With Brazilians cheering on Murray and Argentines supporting their hometown hero, the atmosphere was electric. After over four hours of play, the Scot eventually emerged victorious.
The two players emotionally embracing each other at the net was one of the lasting images of 2016.

Glenys:
World Tour Finals SF: Murray d. Raonic 57 76(5) 76(9)
With so much on the line, and Murray coming off the back of the longest WTF match in history (before this match), the new #1 and the Canadian had a battle royale. There was so much on the line in this match. Raonic was trying to end the year as #3 (his highest career ranking ever) and Murray needed to outperform Djokovic at the event to secure the end of year top spot. Over three long sets and two tiebreaks Murray came out on top, but the match will go down as a classic.

Yesh:
Istanbul Challenger F: Malek Jaziri d.
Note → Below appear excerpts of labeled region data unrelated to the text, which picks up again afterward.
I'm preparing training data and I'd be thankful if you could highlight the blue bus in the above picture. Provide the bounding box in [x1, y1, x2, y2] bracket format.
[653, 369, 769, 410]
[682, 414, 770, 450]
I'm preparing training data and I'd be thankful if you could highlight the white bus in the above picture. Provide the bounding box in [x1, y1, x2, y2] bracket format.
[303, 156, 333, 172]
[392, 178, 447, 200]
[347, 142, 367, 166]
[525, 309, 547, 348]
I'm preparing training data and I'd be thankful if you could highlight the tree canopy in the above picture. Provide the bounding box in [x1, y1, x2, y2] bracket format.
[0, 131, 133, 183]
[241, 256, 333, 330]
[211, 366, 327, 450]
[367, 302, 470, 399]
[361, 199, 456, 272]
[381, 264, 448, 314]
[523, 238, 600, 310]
Dudi Sela 16 61 60
From a tennis standpoint, this was actually a pretty bad match. However, it was by far the most important tennis match played this year. It marked the end of the Tunisian boycott against competing with Israelis in sports, and should have been a tremendous sign of progress to the entire world–especially shortly after an Olympics that was rife with controversy. It might not have been the best match of the year, but it was certainly the biggest.
Upset of the Year

Niall Clarke:
Wimbledon R3: Querrey d. Djokovic 76(6) 61 36 76(5)
Nobody saw this coming. Djokovic had been dominant up until this point, he held all four Grand Slam titles and was looking likely to achieve the calendar Grand Slam–then Querrey happened. The American put in an incredible performance to send the World #1 packing in the third round–nothing comes close to this.

Niall Murray:
Wimbledon R3: Querrey d. Djokovic 76(6) 61 36 76(5)
Novak Djokovic seemed untouchable coming into Wimbledon. And after breezing through his first two rounds, nobody expected Sam Querrey to trouble the Serb at SW19. Djokovic was the defending champion and the firm favourite and had made the quarter-finals of ever Grand Slam dating back to the 2009 French Open. However that didn’t matter as Querrey played one of the matches of his life – his serve was unplayable at times. Even the match being postponed by rain couldn’t stop the American as he deservedly won in four sets.

Glenys:
Rio Olympics R1: Del Potro d. Djokovic 76(4) 76(2)
Although the Serb had lost at Wimbledon in the 3rd round, he was still a force to be reckoned with as the #1. Delpo was still on his way back from the injury and this was to be a rematch of the Bronze Medal match four years earlier, which Del Potro won. Once again Djokovic was beaten by the Argentine in what must count as the Serb’s worst loss of the year.

Yesh:
Wimbledon R3: Querrey d. Djokovic 76(6) 61 36 76(5)
It’s hard to pick anything else. Djokovic played an awful second set, but Querrey did a tremendous job coming back after a delay and holding on to win the fourth set and the match. The American didn’t really turn this into a resurgence like many hoped, but it was certainly the most shocking upset of the entire season.